Burghausen
Bader Bauer ohne Frisör

Der Laden schließt zum Jahresende, da die Betreiber keine Mitarbeiter mehr finden

14.12.2022 | Stand 17.09.2023, 8:26 Uhr

Stefanie Groß möchte mit ihrer Mutter Anita Lampert weitermachen, sich jedoch verkleinern. −Foto: Schönstetter

Es ist ein Orientierungspunkt in der Altstadt, ein Hinweis für Orientierungslose: „Beim Bader Bauer vorbei und dann ...“ – wohin auch immer. Bader Bauer in der Mautnerstraße 285 ist ein Haus, das man kennt – und, natürlich, ein Frisör. Bisher zumindest und seit fast 150 Jahren. Zum Jahreswechsel wird sich das ändern. Die aktuellen Pächter hören auf, ein Nachfolger oder eine Nachfolgerin werden noch gesucht.

„Das ist eine rein rationale, keine emotionale Entscheidung“, sag Frisörin Stefanie Groß. „Und leicht ist uns das nicht gefallen.“ Ihre Mutter Anita Lampert betreibt das Geschäft seit über 20 Jahren, viele davon gemeinsam mit Stefanie. Sie selbst ist im Haus aufgewachsen, die Familie hat früher über dem Laden gewohnt. Jetzt aber fehlen Mitarbeiterinnen – und zwar auf lange Sicht, wie Stefanie Groß erklärt: „In den beiden Landkreisen Altötting und Mühldorf haben heuer sieben Leute die Gesellenprüfung der Frisör-Innung gemacht.“ Die 38-Jährige ist schwanger mit ihrem zweiten Kind, der Laden für ihre Mutter allein viel zu groß. Damit ihre Arbeit rentabel bleibt, müsste sie sechs Wochen nach der Geburt wieder 30 Stunden im Laden stehen, hat sich Stefanie Groß ausgerechnet. „Der Staat unterstützt selbstständige Frauen hier leider kaum.“ Sie und ihre Mutter wollen weiterhin selbstständig sein, sich aber verkleinern.
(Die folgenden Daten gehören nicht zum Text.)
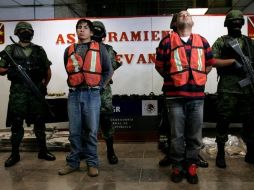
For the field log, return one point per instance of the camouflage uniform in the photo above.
(23, 104)
(106, 100)
(233, 100)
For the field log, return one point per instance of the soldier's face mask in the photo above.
(25, 35)
(234, 28)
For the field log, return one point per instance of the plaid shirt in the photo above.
(189, 90)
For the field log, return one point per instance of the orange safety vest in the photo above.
(180, 68)
(86, 72)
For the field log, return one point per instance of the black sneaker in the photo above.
(46, 155)
(112, 158)
(177, 174)
(191, 174)
(12, 160)
(165, 162)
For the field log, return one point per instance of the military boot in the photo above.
(14, 157)
(249, 157)
(112, 158)
(16, 138)
(220, 158)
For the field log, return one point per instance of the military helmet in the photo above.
(23, 25)
(99, 25)
(233, 15)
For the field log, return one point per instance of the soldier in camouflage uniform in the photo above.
(23, 104)
(106, 96)
(233, 100)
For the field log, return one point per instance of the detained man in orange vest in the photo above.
(164, 124)
(89, 70)
(183, 59)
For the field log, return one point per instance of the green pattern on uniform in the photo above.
(233, 101)
(22, 102)
(106, 100)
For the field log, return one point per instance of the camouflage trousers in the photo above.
(106, 113)
(23, 105)
(230, 106)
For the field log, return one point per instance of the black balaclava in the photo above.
(25, 35)
(98, 34)
(234, 28)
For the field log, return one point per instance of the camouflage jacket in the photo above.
(229, 76)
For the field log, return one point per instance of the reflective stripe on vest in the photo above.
(86, 72)
(180, 68)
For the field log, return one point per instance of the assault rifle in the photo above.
(27, 80)
(246, 64)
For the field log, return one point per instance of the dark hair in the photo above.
(89, 23)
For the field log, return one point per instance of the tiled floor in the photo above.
(137, 170)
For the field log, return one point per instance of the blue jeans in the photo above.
(186, 122)
(84, 112)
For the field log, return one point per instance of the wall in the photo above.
(137, 75)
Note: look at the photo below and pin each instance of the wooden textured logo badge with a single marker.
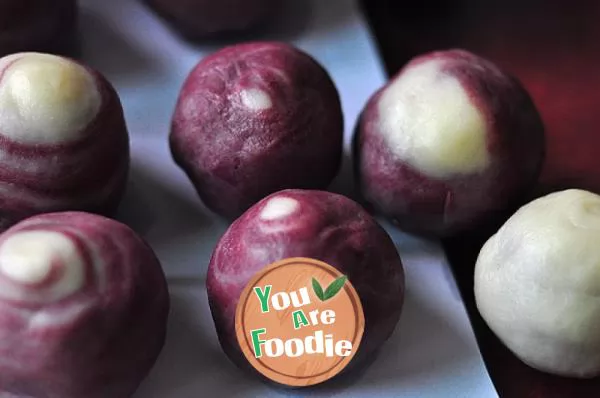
(299, 322)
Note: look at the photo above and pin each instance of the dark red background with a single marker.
(553, 46)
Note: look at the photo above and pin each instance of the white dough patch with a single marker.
(27, 257)
(428, 120)
(256, 99)
(537, 283)
(46, 99)
(279, 207)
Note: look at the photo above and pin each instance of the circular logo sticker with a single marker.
(299, 322)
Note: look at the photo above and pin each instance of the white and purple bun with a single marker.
(253, 119)
(450, 140)
(315, 224)
(64, 143)
(38, 25)
(83, 308)
(200, 19)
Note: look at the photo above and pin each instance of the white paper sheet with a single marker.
(433, 352)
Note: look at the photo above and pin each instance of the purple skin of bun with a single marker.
(63, 139)
(83, 308)
(38, 25)
(253, 119)
(199, 19)
(455, 177)
(315, 224)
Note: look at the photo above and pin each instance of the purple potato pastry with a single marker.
(64, 143)
(447, 142)
(253, 119)
(315, 224)
(83, 308)
(38, 25)
(199, 19)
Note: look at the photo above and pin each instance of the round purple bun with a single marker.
(315, 224)
(450, 140)
(64, 144)
(253, 119)
(38, 25)
(199, 19)
(83, 308)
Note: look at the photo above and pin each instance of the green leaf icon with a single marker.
(318, 289)
(335, 287)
Und so macht der Bader Bauer zum 1. Januar 2023 zu. Der Altstadt bleiben aber auch im Jahr 2023 noch zwei Frisöre: Der Wöhrsee-Salon hat im Sommer nach einem Pächterinnenwechsel wieder neu eröffnet und den Traditions-Salon in der Mautnerstraße gibt es auch nach wie vor. Und der Bader Bauer? Ob die Ladenräume wieder zum Frisör werden, wie das schmiedeeiserne Schild über der Tür verspricht, ist noch nicht klar. Dass das Haus aber bei den Burghausern der „Bader Bauer“ bleiben wird, das dürfte selbstredend sein.

Das waren die Bader

In Burghausen gab es im 19. und 20. Jahrhundert eine Familie, die über mehrere Generationen das Baderhandwerk ausübte – und zwar in der Mautnerstraße 285. Im Burghauser Stadtmuseum wird die Geschichte der Familie erzählt.

Der erste Bauer war Josef Bauer, noch kein Bader, sondern Bataillonsbüchsenmacher, der mit der Garnison nach Burghausen kam, wie Stadtarchivarin Eva Gilch nachgeschlagen hat. Sein Sohn Roman Bauer I. (1847 bis 1898) erlernte das Baderhandwerk, heiratete 1874 eine Burghauserin und eröffnete in der Mautnerstraße 285 einen Baderbetrieb. Das war Burghausens erster „Bader Bauer“. 1877 wurde Sohn Roman Bauer II. geboren. Auch er erlernte den Baderberuf. Seine Ausbildung erhielt er im Krankenhaus rechts der Isar in München, bevor er 1897 das Geschäft des Vater in Burghausen übernahm.

1928 richtete der Bader Bauer dort in der Mautnerstraße 285 zusätzlich einen Friseursalon ein. Zu tun hatte Roman Bauer genug: Zudem arbeitete er als Narkotiseur im nahegelegenen Spitalkrankenhaus und als Leichenbeschauer in vier Gemeinden. 1950 übergab er das Geschäft an seinen Sohn Roman III., ebenfalls Bader. Roman Bauer II., der 1970 im Alter von 93 Jahren gestorben ist, war Träger der Goldenen Ehrennadel Burghausens. Er war nicht nur in der Stadt engagiert, sondern ihm ist es auch zu verdanken, dass der Wöhrsee in städtischer Hand ist: Um die Jahrhundertwende sollte der See, der sich damals in Privatbesitz der Müllersfamilie Kothlechner befand, verkauft werden – an einen auswärtigen Geschäftsmann. Roman Bauer wirkte auf die Politiker der Stadt ein, bis sich diese entschlossen, den See zu kaufen.